Abriu a porta e saiu, regozijando-se com o frescor da noite. Iria descer a rua, parar no bar da esquina e comprar cigarro. Já era de meia idade, tinha o direito de ter um vício. Esses novos jovens babacas com seus papinhos tolos de que cigarro faz mal, dá câncer e todas essas baboseiras. “Que se fodam todos eles”, pensava. “No meu tempo, o povo não ficava dando muita opinião sobre o que os outros faziam. Todo mundo cuidava da sua vida e pronto. Não tinha essa de politicamente correto. Oras, agora tudo pode ser motivo de processo? Queria saber que foi o filho da puta sifilítico que inventou todas essas porras.”

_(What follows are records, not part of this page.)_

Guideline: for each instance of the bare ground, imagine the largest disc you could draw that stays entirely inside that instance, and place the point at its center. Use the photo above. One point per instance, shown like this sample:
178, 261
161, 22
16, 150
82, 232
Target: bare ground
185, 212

O bar era o de sempre: bêbados espalhados, cada um contando sua história; prostitutas em volta, tentando sem muito sucesso arranjar um programa que valesse a pena continuar naquele bairro acabado; mulheres machonas, cuja principal diversão era arrasar os incautos em jogos de sinuca. Renato olhou em volta e se dirigiu ao caixa. Pediu dois maços de cigarro forte, de alcatrão, coisa pra homem mesmo, não essas bichisses com filtro. Deu um tapa na bunda de Meire, uma das garotas da vida, e disse que ela estava muito gostosa. Ela fez um muxoxo e riu-se: “vai a algum lugar, patrão? Por que não fica?”, e se roçou nele, oferecida. “E eu lá vou perder meu tempo com puta de bar, Meire? Vá procurar outro!”. Ela retirou-se, ofendida, mas não muito.
No caminho de casa, sentiu uma queimação no peito e parou. Sentou-se em uma pedra e ficou lá, jogado, tentando respirar. Pensou que, se morresse, ninguém sentiria sua falta. Teve falta de ar. Enquanto lhe faltava o ar, Renato jogava fumaça nos pulmões pra ver se melhorava a situação. Nada. Nada tinha deixado pra ninguém. A casa era dele, os livros também – poucos, é verdade, mas bons. As outras propriedades todas tinha vendido para pagar os luxos da mulher, que agora mais parecia um saco de banha de porco. Tinha vontade de fugir daquela vida, daquele buraco onde morava. Achou que fosse morrer.
Tragou o ar bem forte e tossiu como um doente do peito – ele mesmo talvez fosse um doente do peito – e levantou, para depois cair de tontura e bater a cabeça. A pedra do chão fez um estrago em sua testa. O sangue escorria, vermelho como o sol do crepúsculo e quente como o inferno. Resolveu ficar lá jogado para morrer. Ninguém sentiria sua falta.

Ninguém sentiu sua falta. No dia seguinte, removeram o corpo, que foi enterrado como indigente, já que a mulher não tinha dinheiro para dar-lhe um caixão apropriado. E se tivesse, também nem se preocuparia com isso.